Friday, August 8, 2008

My Pasta Maker

I have a new love-- aside from writing and photography and camping and biking and home decorating and reading and film and travel and all of the other things that I have used to occupy my time-- I am now in love with my pasta machine.

I am attributing this love at least in part to my time as a preschool teacher who played with play-dough and still loved the feeling of squishing it and molding and cutting it. We were originally going to purchase the Kitchen Aid version that would attach to our stand mixer. However, the set of three attachments retails for $129 on amazon and is seldom seen in stores. Also, the rollers must be switched out from the receptacle on the mixer to be used, whereas with the table versions a crank merely has to be moved. What we ended up purchasing was a mixer very similar to the one pictured here, however, our machine cost less than this. We actually feel pretty fortunate because we think that the one on Amazon was made by the exact manufacturer, but sold under another name.

For my initial trial I decided to do a simple lemon basil recipe that was in the booklet that came with the pasta maker. I wanted to make one that seemed to be foolproof and that one had just a few ingredients. My fear was that somehow I wouldn't be able to successfully make anything close to resembling noodles, which I realize is a ridiculous fear considering the relative simplicity of making pasta compared to driving a car or editing a photo in Photoshop.

Pressing and cutting the noodles was fairly easy. The only even remotely complex parts were catching the dough in such a way that it didn't fold and insuring that the crank didn't fall out while in use or as I was moving the pasta.

Drying the pasta was another task. Some stores sell racks of rods to dry pasta on, and Jim and I will probably purchase some dowel rods which we will cut and sand, but for my first try I decided to put them on a cooking spoon over a pot and flour canister. I also laid a few out flat on a plate, but eventually found that it was easiest to place some butter knives between the pages of one of my favorite cookbooks-- which is also one of the biggest and hang them there. The only issue with this was that as the pasta dried it left creases in the bends that were easily broken. However, once the strands were in hot water these evened out.

For dinner tonight we ate the pasta and I made a butter and cream sauce with mushrooms and parm. and we had a Cornish game hen with juniper berries, bay leaves and peppercorn. Yum.

Honey is excited to try the process out himself and tomorrow we are planning to make spinach noodles and whole wheat pasta. We are also going to try using the rollers and a tool that I once devoted to crinkle soap slices as I cut them to make the edges of bow-tie pasta and ravioli. we are also hoping to find a good recipe for won ton and egg roll wrappers that we can roll out.

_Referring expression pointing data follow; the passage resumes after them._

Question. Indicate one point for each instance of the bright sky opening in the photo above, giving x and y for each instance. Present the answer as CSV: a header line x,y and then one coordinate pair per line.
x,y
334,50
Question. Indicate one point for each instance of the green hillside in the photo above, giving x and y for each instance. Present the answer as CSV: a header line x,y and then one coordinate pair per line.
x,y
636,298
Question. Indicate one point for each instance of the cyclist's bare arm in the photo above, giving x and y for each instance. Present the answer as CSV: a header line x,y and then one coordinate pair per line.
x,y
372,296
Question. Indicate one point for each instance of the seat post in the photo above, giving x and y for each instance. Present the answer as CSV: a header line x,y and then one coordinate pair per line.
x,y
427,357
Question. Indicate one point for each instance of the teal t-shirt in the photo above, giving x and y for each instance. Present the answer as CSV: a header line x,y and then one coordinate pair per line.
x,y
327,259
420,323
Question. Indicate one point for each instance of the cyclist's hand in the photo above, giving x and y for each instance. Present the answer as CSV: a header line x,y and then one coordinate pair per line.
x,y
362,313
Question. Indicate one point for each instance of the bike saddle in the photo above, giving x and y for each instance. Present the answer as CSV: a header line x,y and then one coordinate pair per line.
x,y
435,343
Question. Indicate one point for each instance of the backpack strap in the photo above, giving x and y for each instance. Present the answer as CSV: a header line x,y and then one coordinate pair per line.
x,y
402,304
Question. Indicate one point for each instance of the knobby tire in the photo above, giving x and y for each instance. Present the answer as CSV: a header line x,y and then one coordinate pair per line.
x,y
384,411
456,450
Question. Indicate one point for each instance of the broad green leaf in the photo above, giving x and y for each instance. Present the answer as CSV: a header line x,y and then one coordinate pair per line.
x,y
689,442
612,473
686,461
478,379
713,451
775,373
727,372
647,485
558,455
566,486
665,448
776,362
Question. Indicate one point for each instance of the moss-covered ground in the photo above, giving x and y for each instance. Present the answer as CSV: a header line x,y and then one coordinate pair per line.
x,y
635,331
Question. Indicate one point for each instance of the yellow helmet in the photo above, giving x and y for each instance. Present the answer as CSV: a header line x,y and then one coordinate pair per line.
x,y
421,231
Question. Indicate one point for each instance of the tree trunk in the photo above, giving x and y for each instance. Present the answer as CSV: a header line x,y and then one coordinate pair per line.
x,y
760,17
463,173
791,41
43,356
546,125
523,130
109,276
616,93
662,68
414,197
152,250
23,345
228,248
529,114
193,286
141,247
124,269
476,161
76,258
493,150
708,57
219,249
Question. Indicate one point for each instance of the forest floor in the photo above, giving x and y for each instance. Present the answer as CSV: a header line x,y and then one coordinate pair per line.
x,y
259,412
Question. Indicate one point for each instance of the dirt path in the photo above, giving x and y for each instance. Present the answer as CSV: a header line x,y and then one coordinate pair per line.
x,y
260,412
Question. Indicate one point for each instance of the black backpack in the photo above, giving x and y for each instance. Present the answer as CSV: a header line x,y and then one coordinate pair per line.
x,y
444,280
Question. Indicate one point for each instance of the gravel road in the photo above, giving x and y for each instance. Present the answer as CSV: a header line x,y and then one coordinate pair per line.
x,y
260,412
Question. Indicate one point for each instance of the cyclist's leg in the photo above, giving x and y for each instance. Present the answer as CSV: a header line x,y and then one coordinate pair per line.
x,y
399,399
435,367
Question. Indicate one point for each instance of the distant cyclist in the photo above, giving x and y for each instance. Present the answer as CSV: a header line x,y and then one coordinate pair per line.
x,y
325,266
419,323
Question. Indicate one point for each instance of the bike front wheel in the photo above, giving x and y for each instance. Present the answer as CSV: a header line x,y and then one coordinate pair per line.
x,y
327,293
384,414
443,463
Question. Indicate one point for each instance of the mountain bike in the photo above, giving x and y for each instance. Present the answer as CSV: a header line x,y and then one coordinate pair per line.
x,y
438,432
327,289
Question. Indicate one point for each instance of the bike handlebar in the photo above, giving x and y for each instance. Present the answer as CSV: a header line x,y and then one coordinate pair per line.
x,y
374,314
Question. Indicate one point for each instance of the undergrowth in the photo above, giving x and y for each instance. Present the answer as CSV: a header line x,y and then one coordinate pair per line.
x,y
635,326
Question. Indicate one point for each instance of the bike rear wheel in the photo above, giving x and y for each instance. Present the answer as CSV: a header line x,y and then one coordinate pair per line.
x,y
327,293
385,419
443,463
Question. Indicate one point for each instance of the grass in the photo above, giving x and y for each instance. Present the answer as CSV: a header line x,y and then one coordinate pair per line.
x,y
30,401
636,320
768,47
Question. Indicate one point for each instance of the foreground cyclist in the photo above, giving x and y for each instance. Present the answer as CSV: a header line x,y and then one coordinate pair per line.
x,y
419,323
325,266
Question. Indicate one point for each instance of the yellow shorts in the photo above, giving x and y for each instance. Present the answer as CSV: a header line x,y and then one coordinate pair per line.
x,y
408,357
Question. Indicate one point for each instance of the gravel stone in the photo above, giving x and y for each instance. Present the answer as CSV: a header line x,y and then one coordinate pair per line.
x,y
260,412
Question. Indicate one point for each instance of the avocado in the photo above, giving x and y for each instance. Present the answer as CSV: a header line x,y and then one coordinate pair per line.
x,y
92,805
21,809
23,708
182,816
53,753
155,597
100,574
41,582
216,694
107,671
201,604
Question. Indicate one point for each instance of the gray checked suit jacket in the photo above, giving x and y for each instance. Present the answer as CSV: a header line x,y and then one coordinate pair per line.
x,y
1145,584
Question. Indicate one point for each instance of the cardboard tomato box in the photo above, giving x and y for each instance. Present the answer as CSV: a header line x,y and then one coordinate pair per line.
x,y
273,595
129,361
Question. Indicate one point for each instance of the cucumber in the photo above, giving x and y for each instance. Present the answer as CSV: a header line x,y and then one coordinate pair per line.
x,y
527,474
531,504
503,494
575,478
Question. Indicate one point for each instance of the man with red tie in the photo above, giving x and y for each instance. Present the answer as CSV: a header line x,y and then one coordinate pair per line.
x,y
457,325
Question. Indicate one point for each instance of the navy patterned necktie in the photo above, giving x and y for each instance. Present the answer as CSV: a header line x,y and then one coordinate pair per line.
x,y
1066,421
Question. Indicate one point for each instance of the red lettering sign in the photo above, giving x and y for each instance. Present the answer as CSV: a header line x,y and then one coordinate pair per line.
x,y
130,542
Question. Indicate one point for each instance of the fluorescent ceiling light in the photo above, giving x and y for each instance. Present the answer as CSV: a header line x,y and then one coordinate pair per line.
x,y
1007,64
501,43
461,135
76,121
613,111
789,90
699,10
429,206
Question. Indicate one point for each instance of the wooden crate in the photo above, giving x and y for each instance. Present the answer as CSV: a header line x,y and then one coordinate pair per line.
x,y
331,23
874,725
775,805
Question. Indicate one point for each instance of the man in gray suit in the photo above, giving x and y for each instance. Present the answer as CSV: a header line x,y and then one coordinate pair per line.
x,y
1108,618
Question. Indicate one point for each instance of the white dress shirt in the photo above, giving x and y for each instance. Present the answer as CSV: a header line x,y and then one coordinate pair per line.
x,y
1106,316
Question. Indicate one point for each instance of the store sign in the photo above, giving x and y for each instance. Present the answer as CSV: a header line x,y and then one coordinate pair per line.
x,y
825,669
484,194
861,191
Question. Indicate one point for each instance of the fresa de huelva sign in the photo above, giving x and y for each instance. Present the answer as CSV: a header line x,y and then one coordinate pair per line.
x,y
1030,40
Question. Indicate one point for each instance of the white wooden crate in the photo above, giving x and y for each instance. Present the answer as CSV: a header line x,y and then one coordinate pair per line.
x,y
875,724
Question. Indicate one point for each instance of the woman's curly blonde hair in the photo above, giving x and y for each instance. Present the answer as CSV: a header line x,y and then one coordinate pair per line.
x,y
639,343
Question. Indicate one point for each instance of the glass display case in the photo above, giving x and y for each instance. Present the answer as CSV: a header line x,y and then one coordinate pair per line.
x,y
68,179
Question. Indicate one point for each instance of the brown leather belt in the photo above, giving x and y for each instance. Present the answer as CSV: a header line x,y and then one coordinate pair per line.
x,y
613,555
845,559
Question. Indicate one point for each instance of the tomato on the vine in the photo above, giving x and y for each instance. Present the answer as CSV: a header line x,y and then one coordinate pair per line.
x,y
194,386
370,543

We are not going to only eat organic, and we are not going crazy with health food (I just used half a stick of butter and a cup of cream in a sauce) but we are trying to get more connected to what we are eating and purchase more staples and fresh ingredients and use those for cooking. This will lead to less preservatives and more frugality. We still have a love for pre-made and frozen Cordon Blu chicken breasts, and a good frozen pizza, but this is a simple way to eat food because it is really what we want, not because it is the sauce on sale.

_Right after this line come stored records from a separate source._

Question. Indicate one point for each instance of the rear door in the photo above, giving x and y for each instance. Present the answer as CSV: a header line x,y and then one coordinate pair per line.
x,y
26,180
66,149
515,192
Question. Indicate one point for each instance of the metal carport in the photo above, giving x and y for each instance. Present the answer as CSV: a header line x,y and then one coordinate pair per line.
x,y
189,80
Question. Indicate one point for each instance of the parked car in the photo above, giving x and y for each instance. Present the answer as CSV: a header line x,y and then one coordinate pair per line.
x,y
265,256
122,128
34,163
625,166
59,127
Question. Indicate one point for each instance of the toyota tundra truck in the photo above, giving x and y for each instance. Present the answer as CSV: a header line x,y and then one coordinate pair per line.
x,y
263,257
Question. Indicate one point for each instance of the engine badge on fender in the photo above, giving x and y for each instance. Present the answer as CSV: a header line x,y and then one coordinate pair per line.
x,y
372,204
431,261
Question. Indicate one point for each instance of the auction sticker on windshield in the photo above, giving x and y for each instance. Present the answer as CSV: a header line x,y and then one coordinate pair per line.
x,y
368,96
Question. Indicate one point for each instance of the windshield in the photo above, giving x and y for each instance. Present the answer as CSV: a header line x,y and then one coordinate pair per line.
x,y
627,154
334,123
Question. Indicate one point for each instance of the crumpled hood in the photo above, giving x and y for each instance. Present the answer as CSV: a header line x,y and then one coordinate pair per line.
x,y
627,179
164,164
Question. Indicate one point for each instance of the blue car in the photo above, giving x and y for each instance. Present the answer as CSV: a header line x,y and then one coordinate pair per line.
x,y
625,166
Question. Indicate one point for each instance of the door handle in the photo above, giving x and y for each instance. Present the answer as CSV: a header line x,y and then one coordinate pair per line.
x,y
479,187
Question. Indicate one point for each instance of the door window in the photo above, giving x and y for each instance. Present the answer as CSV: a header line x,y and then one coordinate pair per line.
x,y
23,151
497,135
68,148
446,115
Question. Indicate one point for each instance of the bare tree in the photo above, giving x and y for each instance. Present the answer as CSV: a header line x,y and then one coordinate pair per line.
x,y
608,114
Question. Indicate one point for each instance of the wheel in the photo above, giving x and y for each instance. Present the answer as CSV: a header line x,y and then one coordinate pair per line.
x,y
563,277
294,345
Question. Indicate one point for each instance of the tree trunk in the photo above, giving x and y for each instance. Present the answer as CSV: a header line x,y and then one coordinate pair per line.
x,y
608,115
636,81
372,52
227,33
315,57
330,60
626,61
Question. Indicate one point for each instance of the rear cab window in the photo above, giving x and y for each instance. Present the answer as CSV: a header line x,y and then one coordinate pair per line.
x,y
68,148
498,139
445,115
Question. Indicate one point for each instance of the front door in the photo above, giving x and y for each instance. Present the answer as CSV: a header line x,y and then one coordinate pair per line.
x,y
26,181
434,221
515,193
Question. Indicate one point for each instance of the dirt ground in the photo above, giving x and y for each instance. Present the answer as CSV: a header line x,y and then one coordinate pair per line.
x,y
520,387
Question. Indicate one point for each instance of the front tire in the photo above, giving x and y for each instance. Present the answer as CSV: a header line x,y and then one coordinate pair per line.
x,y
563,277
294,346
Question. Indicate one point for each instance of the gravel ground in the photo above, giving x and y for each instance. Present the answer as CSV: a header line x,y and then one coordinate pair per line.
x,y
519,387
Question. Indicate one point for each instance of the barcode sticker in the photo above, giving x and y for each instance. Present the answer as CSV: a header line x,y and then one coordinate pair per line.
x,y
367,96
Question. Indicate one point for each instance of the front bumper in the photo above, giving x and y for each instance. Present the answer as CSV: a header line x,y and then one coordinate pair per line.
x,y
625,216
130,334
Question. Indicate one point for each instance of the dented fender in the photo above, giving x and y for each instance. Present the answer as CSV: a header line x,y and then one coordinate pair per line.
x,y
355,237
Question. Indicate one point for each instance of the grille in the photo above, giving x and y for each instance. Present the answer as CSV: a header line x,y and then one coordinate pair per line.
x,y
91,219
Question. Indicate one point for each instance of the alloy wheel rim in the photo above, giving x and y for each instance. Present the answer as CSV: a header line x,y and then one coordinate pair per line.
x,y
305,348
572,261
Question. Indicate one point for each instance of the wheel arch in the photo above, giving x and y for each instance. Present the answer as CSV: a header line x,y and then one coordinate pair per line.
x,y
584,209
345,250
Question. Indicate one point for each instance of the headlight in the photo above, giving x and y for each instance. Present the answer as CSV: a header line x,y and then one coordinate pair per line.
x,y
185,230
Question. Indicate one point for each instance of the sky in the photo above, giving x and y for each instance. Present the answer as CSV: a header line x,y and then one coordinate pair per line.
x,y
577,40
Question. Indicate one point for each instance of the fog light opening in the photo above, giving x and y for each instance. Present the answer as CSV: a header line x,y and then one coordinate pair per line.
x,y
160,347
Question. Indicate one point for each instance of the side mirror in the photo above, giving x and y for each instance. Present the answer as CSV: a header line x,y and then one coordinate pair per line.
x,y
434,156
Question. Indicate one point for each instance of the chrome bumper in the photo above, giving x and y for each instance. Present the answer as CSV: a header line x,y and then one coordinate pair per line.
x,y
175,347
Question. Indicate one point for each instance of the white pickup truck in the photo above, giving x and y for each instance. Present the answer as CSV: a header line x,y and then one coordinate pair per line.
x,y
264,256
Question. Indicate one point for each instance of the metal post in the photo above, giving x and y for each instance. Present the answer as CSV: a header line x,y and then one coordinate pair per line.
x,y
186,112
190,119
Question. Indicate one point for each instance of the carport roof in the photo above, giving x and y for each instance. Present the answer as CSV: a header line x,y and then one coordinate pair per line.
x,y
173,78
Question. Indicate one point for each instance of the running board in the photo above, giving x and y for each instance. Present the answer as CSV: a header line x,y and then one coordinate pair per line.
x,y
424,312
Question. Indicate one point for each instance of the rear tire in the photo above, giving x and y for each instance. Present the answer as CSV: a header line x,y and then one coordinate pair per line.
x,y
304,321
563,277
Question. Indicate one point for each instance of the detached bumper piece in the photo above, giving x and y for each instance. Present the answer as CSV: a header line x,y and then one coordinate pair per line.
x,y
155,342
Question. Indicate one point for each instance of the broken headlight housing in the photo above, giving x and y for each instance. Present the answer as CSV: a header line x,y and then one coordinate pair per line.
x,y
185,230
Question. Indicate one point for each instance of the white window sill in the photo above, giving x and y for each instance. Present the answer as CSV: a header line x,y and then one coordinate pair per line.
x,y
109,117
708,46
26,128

My next culinary purchases will hopefully be a food mill and the tools that I need to do some canning when fall arrives. We just got a large stock pot from the free section that we can use for this, but I need the jars and the tongs to grab the jars. We would like to find a good farmer's market, but that can be hard in the city. There are a couple that operate downtown in places like the Nicollet Mall, but that is a main thoroughfare for city buses, and Jim is worried about the smoke when he has seen it on his lunch breaks. Hopefully at the State Fair we will find some good farmers who sell there wares, or at least some ideas for small stores that have what we want and don't charge you $5 for a squash.